Asking what an incoming Labour government might do for the sort of early-stage ventures that are already looking ahead to The Spectator’s 2020 Economic Disruptor Awards is a bit like asking — with the BBC’s adaption of The War of the Worlds in mind — what a Martian invasion would do to advance the green agenda. You might think that in John McDonnell’s earth-scorching bid to overthrow capitalism, he wouldn’t bother with byways of the tax code — but it turns out he has already spotted Entrepreneurs’ Relief (which allows Capital Gains Tax of 10 per cent on the sale of qualifying business assets up to £10 million) and aims to abolish it. Interestingly, however, the Tories also say they’ll ‘review and reform’ this device, which costs £2 billion a year but is suspected of being widely used as a loophole for the rich and, according to former HMRC chief Sir Edward Troup, is ‘no incentive for real entrepreneurship’.

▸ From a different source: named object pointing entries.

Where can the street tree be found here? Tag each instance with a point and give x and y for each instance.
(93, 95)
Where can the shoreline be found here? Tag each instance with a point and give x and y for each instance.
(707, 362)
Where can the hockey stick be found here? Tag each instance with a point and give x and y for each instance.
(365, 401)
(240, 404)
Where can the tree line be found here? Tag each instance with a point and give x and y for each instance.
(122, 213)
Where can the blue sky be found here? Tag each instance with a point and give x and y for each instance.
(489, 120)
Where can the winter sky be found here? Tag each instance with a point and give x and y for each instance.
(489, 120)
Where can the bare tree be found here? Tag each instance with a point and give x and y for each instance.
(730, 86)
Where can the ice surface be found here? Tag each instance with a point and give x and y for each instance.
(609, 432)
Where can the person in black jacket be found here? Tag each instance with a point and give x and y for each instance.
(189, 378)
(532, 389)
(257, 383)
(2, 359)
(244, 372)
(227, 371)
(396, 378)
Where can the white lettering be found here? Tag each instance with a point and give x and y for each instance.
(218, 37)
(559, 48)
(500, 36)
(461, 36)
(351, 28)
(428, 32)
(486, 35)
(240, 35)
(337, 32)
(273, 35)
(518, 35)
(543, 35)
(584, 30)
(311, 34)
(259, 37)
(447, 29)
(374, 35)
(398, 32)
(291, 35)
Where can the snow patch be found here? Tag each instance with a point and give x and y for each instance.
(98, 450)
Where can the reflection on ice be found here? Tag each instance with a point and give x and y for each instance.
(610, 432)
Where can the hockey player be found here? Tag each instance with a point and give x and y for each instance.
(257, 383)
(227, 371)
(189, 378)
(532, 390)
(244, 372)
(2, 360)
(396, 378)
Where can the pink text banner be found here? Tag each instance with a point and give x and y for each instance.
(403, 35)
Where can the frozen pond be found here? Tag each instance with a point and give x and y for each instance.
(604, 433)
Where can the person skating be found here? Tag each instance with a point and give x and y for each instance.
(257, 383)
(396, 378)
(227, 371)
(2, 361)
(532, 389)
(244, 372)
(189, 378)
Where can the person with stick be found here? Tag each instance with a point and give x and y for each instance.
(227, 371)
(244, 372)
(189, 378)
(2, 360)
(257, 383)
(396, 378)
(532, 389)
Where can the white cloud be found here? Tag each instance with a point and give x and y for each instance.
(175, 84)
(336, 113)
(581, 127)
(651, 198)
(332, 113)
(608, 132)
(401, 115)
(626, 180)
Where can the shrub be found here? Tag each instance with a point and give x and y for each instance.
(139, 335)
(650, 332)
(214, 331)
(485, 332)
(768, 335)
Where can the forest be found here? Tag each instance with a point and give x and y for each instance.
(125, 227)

Much more valuable for genuine venturers is the Enterprise Investment Scheme, which allows 30 per cent upfront income tax relief on qualifying investments plus CGT exemption. This one is a proven good thing, having helped channel £20 billion into 30,000 companies since it was launched in 1994. EIS numbers have fallen lately after pressure from Philip Hammond to steer the benefit towards higher-risk ‘knowledge-based’ businesses and away from anything that might whiff of avoidance. But it would be hugely damaging to the UK start-up scene if the EIS was to be attacked head-on by McDonnell: asked once whether he might do so, he replied ‘not necessarily’, which I think we can assume means ‘yes’.

Gremlins and nightmares

The first item of last week’s column (in print) suffered a production glitch which deleted a line and spoiled my squib about Boris’s reversal, in his speech to the CBI, of a promised cut to corporation tax. Never mind: it was — as I suggested it would be — no more than a soundbite moment, eclipsed later in the week by the launch of Labour’s manifesto. If the barking madness of that document’s tax-spend-and-nationalise commitments were also the work of production gremlins, we might sleep a little easier: the nightmare is that it means what it says.